Comparison of variable annuities between The Netherlands and Denmark
Recently, the Dutch parliament passed a law that enables retirees to invest their pension wealth of Defined Contribution products in risky assets during the decumulation phase. Before that law it was compulsory to convert pension wealth at retirement in a life-long fixed annuity. Under the new law, life-long variable annuities are allowed as well. Products related to the new law are now entering the market in The Netherlands, as well as in Denmark and Sweden. The Dutch law is called Improved Defined Contribution Scheme Act (Wet Verbeterde Premieregeling). These variable annuities are offered by several insurance and pension companies.
A variable annuity gives a stream of cash flows that can vary through time, as opposed to a fixed annuity which consists of guaranteed payments. By the new law, it is now possible to invest in risky assets after retirement such that the expected payments include the risk premium. The trade-off is that the payments are no longer free of risk. While for pension payments, uncertainty is typically not preferred. We can combine variable annuities with guarantees in the form of fixed annuities such that there is a certain lower bound on pension payments.
In Denmark, the regulations are still based on life-long fixed annuities however the relaxation of the guarantees are being discussed as some pensions funds have already privatized the risk by offering life-long variable annuities. Moreover, the expected pension payments are in some funds also adjusted for increases in life expectancies. A new proposal by the Danish Authority of financial regulations on variable annuities is expected to be published in March 2017.
In this project we investigate the differences in the pension products and regulation between The Netherlands and Denmark.

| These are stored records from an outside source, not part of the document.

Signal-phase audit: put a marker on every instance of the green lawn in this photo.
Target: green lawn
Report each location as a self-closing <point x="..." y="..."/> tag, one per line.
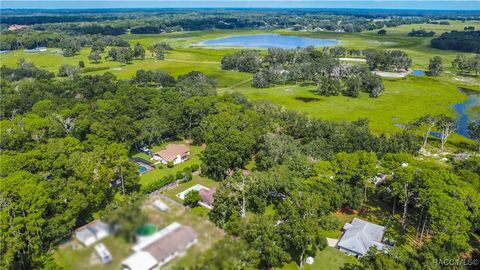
<point x="171" y="193"/>
<point x="84" y="257"/>
<point x="403" y="100"/>
<point x="162" y="170"/>
<point x="328" y="259"/>
<point x="80" y="257"/>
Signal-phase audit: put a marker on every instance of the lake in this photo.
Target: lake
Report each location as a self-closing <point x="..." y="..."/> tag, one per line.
<point x="268" y="41"/>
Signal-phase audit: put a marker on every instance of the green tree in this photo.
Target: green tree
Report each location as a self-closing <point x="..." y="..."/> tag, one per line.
<point x="138" y="51"/>
<point x="382" y="32"/>
<point x="23" y="217"/>
<point x="262" y="236"/>
<point x="298" y="222"/>
<point x="192" y="198"/>
<point x="127" y="216"/>
<point x="95" y="56"/>
<point x="435" y="66"/>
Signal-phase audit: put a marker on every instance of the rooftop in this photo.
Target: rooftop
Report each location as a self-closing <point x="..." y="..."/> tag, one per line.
<point x="360" y="235"/>
<point x="171" y="151"/>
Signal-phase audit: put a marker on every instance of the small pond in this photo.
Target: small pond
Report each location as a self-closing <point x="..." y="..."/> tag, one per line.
<point x="464" y="118"/>
<point x="268" y="41"/>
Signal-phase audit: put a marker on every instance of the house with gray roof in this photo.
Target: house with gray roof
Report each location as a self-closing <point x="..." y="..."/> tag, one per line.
<point x="160" y="248"/>
<point x="92" y="232"/>
<point x="359" y="236"/>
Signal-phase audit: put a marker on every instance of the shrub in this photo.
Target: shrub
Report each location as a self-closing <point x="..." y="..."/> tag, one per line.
<point x="195" y="167"/>
<point x="192" y="198"/>
<point x="158" y="184"/>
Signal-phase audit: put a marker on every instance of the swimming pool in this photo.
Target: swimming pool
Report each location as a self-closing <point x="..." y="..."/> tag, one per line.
<point x="418" y="72"/>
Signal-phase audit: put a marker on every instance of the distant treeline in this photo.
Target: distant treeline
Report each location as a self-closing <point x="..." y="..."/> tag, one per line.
<point x="468" y="41"/>
<point x="144" y="22"/>
<point x="13" y="40"/>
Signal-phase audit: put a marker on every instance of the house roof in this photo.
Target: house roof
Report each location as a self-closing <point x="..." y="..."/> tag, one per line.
<point x="171" y="151"/>
<point x="174" y="238"/>
<point x="207" y="195"/>
<point x="360" y="235"/>
<point x="92" y="229"/>
<point x="172" y="243"/>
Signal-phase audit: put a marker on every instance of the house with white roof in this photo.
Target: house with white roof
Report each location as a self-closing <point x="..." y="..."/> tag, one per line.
<point x="359" y="236"/>
<point x="161" y="247"/>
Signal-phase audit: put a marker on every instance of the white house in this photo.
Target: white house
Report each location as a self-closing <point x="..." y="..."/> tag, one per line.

The particular choice of the assumed interest rate (AIR) and the effect of smoothing financial market shocks can be shown in terms of a division of the initial capital over the remaining life-time or in terms of a dynamic deduction for pension payment. The first interpretation gives rise to comparisons of pension payments through time. The current law seems to protect retirees against decreasing pension payments by a maximum allowance of risk on the assumed interest rate. How the patterns of available products look like and which options customers have are questions that we investigate, e.g. whether this is common among the products within the country and among the countries and what the mechanism is that drives these expected payments. Likewise we investigate the impact of additional drawdown options and the impact of cumulation of these options.

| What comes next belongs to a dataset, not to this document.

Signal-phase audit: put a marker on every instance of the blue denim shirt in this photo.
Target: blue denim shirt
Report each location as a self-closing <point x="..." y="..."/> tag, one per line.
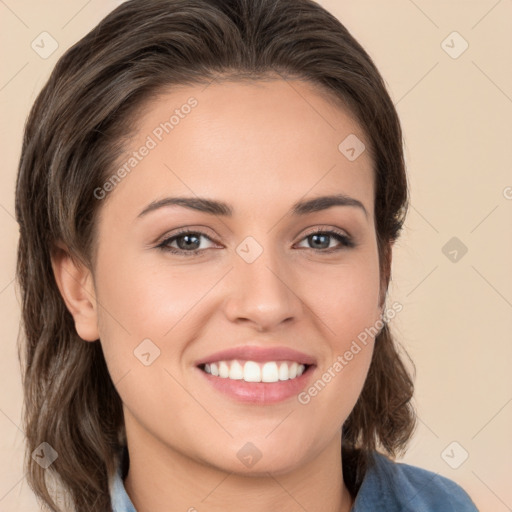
<point x="387" y="487"/>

In The Netherlands this refers e.g. to the option to take out more money in initial years (“high-low”) to compensate for an early start of retirement due to the lack of flexibility in the eligibility of the age for the state pension (AOW compensation). In Denmark this refers to the option of either partial annuitization and/or partial lump-sums. At retirement, this option is exercised by half of the workers as 35 percent opt for phased withdrawals and 15 percent for lump-sums. The flexibility in the Danish system allows for withdrawals (full or partial) prior to retirement at the cost of significant taxation rates of up to 60% as well as reduced pension payments from (if eligible) early retirement programs.
Hence, we plan a thorough comparison between the pension regulation in The Netherlands and in Denmark and relate that to the academic literature on what would be a desirable pension product. Some issues that we address are; which risk are to be insured? Is micro longevity risk hedged, is this mandatory? How do unexpected increases in life expectancy affect the variable annuity payments? How much choice variables are present in the available products? What is the impact of the choice on the pension income during retirement and is it possible to investigate the adequacy? And is the investment of pension capital in the accumulation phase adapted to the risk exposure in the decumulation phase? We can summarize these questions by; what are and were the differences between the new laws in each country? And in general, how are both pension system organized?